Here’s a grim fact: According to the diaper maker Unicharm, in Japan, adult diapers now outsell baby diapers. That’s because a quarter of the country’s population is 65 or older. By 2060, that proportion will hit 40 percent.
What adjustments have to be made when so many people grow old simultaneously? To take one example, after a recent surge in accidents involving older drivers, the government began testing the Robot Shuttle, an autonomous bus intended for use in rural areas, where Japan’s shrinking pains have hurt the most. Other tweaks include slowing down escalators and equipping shopping carts with magnifying glasses.

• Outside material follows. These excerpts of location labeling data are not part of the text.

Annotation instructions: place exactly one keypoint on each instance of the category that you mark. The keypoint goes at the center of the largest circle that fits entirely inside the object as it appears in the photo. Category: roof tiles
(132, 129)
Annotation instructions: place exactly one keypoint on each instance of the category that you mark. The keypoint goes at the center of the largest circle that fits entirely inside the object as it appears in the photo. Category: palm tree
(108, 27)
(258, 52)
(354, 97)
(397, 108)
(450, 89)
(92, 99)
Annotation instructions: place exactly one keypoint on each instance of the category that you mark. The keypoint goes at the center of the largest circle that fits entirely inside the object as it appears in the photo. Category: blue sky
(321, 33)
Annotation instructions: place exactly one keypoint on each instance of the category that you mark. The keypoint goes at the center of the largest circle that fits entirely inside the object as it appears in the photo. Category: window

It’s long been observed that Japan’s aging doesn’t bode well for its economy. Lots of old people means a financial drain on both the private and public sectors, as health-care and pension costs skyrocket and productivity declines. But the news isn’t all bad: Amid this elder boom, a new, 100 trillion yen ($800 billion) consumer category has emerged, known as “the silver market.”

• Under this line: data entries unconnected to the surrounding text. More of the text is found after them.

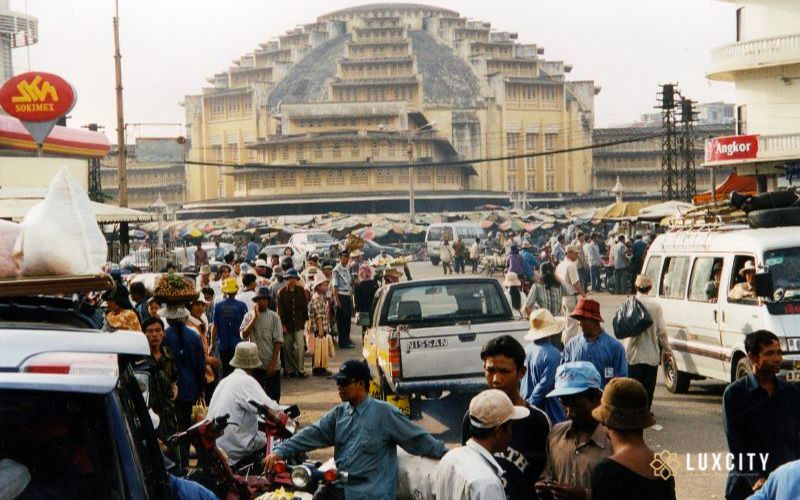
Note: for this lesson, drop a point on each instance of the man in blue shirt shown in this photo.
(605, 352)
(228, 316)
(365, 434)
(541, 362)
(761, 415)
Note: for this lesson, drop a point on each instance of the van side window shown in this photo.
(704, 285)
(740, 290)
(652, 269)
(674, 277)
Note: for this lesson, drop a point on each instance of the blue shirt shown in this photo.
(606, 354)
(190, 361)
(365, 438)
(541, 361)
(228, 317)
(756, 422)
(783, 484)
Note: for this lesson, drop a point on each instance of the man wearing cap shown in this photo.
(574, 447)
(343, 300)
(293, 310)
(644, 351)
(263, 327)
(365, 434)
(541, 362)
(596, 346)
(228, 316)
(232, 397)
(523, 461)
(567, 272)
(472, 472)
(744, 290)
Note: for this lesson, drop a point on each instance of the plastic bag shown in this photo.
(9, 262)
(631, 319)
(60, 234)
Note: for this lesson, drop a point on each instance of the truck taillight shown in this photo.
(72, 363)
(394, 354)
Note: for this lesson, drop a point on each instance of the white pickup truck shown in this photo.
(425, 337)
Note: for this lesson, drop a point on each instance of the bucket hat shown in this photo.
(544, 325)
(587, 309)
(246, 356)
(575, 377)
(624, 406)
(230, 286)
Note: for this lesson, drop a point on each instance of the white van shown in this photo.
(693, 271)
(467, 231)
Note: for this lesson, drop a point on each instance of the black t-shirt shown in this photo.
(526, 456)
(613, 481)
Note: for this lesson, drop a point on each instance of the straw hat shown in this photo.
(544, 325)
(511, 279)
(624, 406)
(246, 356)
(749, 266)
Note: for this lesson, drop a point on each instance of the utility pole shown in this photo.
(688, 173)
(669, 180)
(121, 151)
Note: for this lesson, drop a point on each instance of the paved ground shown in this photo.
(692, 423)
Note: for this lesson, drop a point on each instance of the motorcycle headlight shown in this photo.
(301, 476)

Millions of Japanese seniors who have long been saving for retirement find themselves at the center of a commercial bonanza. The products vying for their attention range from Docomo’s Raku-Raku 4, a smartphone that’s “easier to hear” and also has jumbo screen icons, to Fujisoft’s Palro, a $6,000 “carebot” that combats dementia through trivia games and fitness drills. Even video-game arcades, long a bastion of youth, are wooing golden-agers with benches for resting; arcade staffers are encouraged to get certified as senior-friendly “service assistants.”